Practical Concequeces of how sets Work
similar to dict, sets and frozensets also implement hash tables but each bucket only holds a reference. Just like dicts but without a value to go with it. similar concequences as above.
to sum up
Dictionaries are a keystone of Python. Beyond the basic dict , the standard library offers handy, ready-to-use specialized mappings like defaultdict , OrderedDict , ChainMap , and Counter , all defined in the collections module. The same module also provides the easy-to-extend UserDict class.

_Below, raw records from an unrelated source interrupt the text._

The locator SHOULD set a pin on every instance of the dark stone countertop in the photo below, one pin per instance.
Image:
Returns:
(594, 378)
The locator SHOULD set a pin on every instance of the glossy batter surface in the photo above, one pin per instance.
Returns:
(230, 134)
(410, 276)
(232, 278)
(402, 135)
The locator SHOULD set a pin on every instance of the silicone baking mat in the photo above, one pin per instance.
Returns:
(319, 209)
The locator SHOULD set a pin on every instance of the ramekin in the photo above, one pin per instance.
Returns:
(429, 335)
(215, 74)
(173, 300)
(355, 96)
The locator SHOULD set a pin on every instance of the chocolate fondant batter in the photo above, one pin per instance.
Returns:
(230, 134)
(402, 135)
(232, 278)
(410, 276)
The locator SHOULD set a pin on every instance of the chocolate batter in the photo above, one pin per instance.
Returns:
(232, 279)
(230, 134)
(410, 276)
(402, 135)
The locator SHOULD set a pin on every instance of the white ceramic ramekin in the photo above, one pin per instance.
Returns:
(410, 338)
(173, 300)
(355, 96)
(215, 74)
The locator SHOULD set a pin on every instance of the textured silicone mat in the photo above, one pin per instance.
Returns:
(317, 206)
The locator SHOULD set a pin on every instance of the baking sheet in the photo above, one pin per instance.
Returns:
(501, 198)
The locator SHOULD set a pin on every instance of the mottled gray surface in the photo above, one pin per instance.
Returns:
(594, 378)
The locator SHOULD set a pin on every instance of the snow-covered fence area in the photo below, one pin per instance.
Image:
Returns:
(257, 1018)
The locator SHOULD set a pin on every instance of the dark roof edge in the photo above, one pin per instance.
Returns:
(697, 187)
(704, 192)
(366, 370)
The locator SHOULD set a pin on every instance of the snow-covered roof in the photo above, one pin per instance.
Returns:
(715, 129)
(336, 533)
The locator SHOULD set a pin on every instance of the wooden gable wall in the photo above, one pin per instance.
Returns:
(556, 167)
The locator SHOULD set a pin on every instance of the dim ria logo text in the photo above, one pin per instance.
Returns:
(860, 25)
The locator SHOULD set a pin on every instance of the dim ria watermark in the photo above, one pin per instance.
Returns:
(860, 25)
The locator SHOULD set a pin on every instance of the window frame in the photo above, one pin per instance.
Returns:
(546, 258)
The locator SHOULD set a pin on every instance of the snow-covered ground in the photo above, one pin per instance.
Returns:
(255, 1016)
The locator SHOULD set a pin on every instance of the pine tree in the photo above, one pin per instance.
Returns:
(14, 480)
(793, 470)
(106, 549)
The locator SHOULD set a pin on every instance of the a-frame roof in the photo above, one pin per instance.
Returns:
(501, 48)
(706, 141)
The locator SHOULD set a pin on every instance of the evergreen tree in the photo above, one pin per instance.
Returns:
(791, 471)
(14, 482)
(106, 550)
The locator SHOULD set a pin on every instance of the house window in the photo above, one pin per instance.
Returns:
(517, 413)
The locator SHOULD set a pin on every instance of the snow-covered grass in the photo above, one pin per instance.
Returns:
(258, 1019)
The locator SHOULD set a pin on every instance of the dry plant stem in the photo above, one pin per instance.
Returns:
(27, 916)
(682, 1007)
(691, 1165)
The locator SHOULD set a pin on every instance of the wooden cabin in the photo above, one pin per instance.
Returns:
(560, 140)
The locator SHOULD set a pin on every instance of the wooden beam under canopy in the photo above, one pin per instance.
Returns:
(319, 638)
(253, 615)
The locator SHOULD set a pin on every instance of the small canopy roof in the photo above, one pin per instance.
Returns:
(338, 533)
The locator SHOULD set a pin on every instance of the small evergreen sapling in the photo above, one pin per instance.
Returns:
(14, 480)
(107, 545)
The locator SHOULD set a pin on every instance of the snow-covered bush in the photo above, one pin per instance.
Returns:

Two powerful methods available in most mappings are setdefault and update . The setdefault method is used to update items holding mutable values, for example, in a dict of list values, to avoid redundant searches for the same key. The update method allows bulk insertion or overwriting of items from any other mapping, from iterables providing (key, value) pairs and from keyword arguments. Mapping constructors also use update internally, allowing instances to be initialized from mappings, iterables, or keyword arguments.
A clever hook in the mapping API is the missing method, which lets you customize what happens when a key is not found. The collections.abc module provides the Mapping and MutableMapping abstract base classes for reference and type checking. The little-known MappingProxyType from the types module creates immutable mappings. There are also ABCs for Set and Mutable Set .
The hash table implementation underlying dict and set is extremely fast. Understand‐ ing its logic explains why items are apparently unordered and may even be reordered behind our backs. There is a price to pay for all this speed, and the price is in memory.